Some people decide to throw away this respectful rules when they decide to take their own life, but that's not really the important part, I don't think. The fact that they're breaking the norm when they do a messy suicide isn't what's important.

Someone took their life by jumping in front of a train on the line I was supposed to take to get to Tokyo station, to get to my bullet train. Matt says it happens all the time, at least a few times a week if not every day.

When he mentioned so casually that someone must have jumped in front of a train ("again") and that's why it was delayed while we tried to rush to get to my bullet train on time, my heart leapt into my throat.

How sad, I think, for someone to believe it's the only way to deal with life, or rather, death. How sad that some people find no reason to live. While other people on the train moan and gripe about how the train will be delayed, how they might not make it to wherever it is they're going on time, I was fighting back tears.

How selfish of those people for thinking that's what's important. Making it to your job, meeting your friend, getting to your train on time. How selfish are we that when someone decides to jump in front of the train, we are more disturbed by their nature to inconvenience us rather than the depression they must have been feeling to do what they did. How sad, how lonely that person must have been. How terrible it must have been for the people to see it happen, sure, but how downright awful it must have been for that man to do as he did.

I feel so sad for him. It actually brings tears to my eyes thinking about it.

Most of you know that I'm atheist. I don't believe in God, don't believe in Hell or Heaven. But even so, to take one's own life seems like such a terrible waste to me. It's just so sad. If only there was a way I could have helped him, to let him know that everything was going to be all right.

I'm in Nagoya. I'm safe and sound and my host mother is talkative and energetic and fun and we're getting along great. I start school in 11 days.
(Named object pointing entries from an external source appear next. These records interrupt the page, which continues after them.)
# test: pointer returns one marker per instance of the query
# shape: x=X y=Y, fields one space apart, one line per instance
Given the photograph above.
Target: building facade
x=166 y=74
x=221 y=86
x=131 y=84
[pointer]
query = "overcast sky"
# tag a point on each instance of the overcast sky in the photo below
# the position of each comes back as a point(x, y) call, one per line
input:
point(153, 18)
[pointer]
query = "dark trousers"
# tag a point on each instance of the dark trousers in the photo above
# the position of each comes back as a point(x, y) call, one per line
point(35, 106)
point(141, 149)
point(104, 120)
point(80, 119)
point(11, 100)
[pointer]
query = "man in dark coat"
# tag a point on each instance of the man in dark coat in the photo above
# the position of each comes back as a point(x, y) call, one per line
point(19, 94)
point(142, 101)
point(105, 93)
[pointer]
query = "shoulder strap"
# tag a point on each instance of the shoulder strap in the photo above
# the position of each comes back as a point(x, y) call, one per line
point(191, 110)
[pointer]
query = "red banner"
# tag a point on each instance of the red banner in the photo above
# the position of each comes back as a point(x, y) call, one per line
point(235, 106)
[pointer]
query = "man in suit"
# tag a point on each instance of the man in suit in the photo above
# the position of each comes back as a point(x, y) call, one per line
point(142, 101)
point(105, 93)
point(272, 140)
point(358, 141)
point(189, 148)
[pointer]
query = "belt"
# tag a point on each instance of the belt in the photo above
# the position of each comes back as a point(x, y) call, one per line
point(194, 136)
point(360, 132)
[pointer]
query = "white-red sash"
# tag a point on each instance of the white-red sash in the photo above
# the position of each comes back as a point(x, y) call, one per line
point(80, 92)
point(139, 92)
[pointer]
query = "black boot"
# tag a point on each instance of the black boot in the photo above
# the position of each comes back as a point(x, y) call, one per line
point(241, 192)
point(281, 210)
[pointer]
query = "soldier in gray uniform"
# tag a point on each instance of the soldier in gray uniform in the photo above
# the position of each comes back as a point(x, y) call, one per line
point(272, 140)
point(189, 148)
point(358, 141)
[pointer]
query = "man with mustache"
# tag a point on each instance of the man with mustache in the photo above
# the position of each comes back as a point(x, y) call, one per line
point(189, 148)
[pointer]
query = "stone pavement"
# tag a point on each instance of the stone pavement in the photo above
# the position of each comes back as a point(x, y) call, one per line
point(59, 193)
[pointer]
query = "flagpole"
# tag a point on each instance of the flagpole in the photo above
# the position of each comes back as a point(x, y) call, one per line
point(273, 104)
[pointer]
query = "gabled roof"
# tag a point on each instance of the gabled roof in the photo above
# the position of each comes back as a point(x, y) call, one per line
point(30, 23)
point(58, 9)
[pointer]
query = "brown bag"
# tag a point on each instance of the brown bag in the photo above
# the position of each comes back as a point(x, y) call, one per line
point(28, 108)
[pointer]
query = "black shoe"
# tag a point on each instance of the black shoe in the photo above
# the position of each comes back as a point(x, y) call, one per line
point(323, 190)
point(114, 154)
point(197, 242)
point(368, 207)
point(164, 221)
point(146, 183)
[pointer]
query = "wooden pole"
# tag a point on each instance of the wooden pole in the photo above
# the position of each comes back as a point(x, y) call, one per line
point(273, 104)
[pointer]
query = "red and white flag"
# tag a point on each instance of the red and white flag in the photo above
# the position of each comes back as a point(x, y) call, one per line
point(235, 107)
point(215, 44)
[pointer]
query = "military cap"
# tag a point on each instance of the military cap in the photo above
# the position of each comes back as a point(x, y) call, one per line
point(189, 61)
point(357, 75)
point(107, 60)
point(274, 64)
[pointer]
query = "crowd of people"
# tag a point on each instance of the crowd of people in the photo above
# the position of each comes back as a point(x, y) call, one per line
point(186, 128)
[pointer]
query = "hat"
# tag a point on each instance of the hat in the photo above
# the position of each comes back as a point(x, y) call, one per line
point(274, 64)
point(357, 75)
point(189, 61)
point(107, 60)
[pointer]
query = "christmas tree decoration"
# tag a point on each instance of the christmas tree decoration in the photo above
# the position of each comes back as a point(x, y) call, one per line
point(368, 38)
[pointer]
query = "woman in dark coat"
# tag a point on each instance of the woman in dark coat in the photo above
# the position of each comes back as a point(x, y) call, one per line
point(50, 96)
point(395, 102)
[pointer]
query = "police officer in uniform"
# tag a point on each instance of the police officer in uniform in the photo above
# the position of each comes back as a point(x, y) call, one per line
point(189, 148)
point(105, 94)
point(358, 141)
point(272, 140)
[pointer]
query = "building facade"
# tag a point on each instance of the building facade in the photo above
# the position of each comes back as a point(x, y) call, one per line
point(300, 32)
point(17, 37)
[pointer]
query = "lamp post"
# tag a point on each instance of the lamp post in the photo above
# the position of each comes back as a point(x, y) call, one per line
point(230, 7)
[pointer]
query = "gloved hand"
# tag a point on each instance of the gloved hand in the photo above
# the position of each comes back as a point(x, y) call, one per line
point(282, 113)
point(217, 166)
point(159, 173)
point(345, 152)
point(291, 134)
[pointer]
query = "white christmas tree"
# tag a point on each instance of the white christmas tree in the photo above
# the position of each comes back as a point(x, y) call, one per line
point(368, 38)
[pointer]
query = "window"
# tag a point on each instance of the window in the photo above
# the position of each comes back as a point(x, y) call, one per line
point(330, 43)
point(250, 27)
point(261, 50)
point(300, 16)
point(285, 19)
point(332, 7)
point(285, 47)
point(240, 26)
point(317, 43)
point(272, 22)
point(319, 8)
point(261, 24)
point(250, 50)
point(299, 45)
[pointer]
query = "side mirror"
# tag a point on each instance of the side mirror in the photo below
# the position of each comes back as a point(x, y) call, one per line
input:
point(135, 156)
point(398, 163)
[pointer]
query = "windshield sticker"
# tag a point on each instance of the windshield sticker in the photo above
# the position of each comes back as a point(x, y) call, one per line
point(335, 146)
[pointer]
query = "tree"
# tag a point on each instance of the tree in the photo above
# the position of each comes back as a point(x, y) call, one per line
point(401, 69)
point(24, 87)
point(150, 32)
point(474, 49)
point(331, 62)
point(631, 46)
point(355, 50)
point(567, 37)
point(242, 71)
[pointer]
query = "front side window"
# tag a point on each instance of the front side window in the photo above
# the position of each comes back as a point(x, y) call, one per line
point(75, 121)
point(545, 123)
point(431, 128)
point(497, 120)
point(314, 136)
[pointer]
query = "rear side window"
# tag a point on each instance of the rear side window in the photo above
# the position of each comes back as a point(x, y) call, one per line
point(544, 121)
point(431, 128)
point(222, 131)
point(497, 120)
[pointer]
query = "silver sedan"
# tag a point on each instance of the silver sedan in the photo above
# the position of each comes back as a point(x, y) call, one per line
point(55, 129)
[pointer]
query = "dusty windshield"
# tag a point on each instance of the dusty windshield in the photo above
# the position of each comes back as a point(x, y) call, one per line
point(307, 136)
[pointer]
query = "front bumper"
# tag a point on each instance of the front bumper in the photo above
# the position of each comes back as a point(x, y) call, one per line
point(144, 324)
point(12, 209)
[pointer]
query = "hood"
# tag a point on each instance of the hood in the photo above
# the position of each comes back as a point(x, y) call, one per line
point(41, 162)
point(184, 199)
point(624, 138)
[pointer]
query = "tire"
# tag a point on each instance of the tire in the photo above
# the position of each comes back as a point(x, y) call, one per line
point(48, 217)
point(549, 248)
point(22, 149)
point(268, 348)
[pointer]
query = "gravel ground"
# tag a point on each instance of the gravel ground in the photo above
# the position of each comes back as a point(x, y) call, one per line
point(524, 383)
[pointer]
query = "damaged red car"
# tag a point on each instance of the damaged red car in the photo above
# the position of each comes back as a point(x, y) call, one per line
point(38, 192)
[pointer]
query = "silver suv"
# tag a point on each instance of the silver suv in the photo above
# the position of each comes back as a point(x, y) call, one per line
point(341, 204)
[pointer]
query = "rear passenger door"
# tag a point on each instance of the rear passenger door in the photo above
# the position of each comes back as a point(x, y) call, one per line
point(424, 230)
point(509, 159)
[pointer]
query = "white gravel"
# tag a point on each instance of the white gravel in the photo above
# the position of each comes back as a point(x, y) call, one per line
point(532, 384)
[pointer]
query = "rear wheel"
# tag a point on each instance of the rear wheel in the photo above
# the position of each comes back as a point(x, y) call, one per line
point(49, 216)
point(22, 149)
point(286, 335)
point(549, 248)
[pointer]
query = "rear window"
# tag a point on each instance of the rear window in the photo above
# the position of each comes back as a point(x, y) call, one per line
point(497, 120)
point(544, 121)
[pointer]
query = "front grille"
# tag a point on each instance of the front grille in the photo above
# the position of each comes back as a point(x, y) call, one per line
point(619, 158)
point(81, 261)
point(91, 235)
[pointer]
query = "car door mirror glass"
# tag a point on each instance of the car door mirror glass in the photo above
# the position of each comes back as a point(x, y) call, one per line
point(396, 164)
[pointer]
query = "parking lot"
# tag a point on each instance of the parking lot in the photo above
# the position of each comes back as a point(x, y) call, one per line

How unimportant all of those things feel when I think about the sadness of the man that took his life today. Almost not making my train, almost being late coming into Nagoya. How unimportant all that seems to be when compared to the importance of a dead man, splattered on the train rails of Tokyo.

It's times like these that I wish I could believe in something so that I could pray for that lost soul. I only hope that my thoughts reach him, and that he doesn't feel he made a terrible mistake.

This is not, by any means, a happy post.